The stated goal of this policy is to create 1.8 million homes available for private rent only to hardworking families, couples, and individuals who are ineligible for social housing. These people have been paying £8k per year to rent privately.
1. Costing of 1.8 million homes
It would cost £120,000 to build an affordable home per year. This price includes materials and labour as well as planning costs. The figures are independently supplied by the Housing Federation. The HF also state that each home built creates 1.5 jobs per home and 4 further jobs in the wider employment field. Thus to build one home, the HF calculate that 5.5 jobs are created. All of these figures are independently supplied and not my own. Based upon these figures I have calculated the cost of setting up a Co-operating housing body that would build 1.8million homes making up the shortfall in social housing lost since 1980. Once the 1.8 million homes are completed this plan does not cater for any more being built.
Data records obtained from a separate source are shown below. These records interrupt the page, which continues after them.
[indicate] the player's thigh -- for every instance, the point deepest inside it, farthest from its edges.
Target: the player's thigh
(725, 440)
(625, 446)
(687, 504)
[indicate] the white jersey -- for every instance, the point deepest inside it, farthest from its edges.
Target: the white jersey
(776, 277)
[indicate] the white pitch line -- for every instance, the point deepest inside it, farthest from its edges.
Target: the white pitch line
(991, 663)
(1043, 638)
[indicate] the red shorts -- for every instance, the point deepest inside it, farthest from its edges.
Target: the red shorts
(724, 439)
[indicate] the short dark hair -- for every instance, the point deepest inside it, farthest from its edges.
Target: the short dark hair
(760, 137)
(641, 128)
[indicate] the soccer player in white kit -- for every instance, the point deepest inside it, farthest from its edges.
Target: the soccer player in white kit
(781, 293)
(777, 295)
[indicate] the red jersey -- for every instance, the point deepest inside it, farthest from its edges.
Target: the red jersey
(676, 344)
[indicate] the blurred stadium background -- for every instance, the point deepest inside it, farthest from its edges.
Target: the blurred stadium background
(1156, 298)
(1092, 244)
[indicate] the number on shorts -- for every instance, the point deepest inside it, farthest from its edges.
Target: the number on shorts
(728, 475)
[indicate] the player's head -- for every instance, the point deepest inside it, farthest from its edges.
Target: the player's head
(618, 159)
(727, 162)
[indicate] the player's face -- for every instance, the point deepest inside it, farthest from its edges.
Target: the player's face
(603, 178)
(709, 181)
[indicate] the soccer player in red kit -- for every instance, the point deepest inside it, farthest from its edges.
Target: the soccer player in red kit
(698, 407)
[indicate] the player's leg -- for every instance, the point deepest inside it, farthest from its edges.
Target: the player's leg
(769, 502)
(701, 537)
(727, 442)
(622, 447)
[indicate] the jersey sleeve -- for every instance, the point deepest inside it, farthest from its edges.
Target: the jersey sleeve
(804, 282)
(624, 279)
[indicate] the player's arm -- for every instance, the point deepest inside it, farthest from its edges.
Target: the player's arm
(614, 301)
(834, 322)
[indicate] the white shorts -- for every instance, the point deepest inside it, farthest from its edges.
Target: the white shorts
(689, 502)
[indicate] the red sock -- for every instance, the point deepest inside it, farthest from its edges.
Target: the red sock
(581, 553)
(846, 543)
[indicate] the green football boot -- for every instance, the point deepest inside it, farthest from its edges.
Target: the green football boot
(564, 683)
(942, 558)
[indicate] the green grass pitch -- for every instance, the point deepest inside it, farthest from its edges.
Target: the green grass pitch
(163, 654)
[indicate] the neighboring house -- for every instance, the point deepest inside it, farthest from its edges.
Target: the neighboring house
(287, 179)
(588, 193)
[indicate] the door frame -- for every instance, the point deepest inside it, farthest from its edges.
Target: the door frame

The cost to build 100,000 homes every year over 18 years should in theory, on today's prices cost £216 billion pound. It is planned that the government would commit to paying for half of these costs (£113bn), while the Co-op would be allowed to borrow a further £43bn over an 18 year period. The Co-Ops rental income would make up the shortfall. I calculate that this would in fact result in a net benefit of £40bn to the Treasury as savings in the benefit system due to increased employment and increased tax take would leave the Treasury £8.5bn a year better off. Based upon the rental agreement outlined in my previous post namely that £4,000 is generated per home per year, I calculate the net rental benefit to Co-Op housing to be £66.6bn at the end of the 18 year period. This excludes running costs of the Co-op housing which I estimate to be £100m per year. The generated rental income by 2055 would actually exceed the entire costs of building the homes. Thus the homes would then be net assets to the Co-op company. The Co-Op company would then benefit from a rental income of £7.1bn per year, and valuing each home at £120,000, the company would also enjoy property assets of £216bn.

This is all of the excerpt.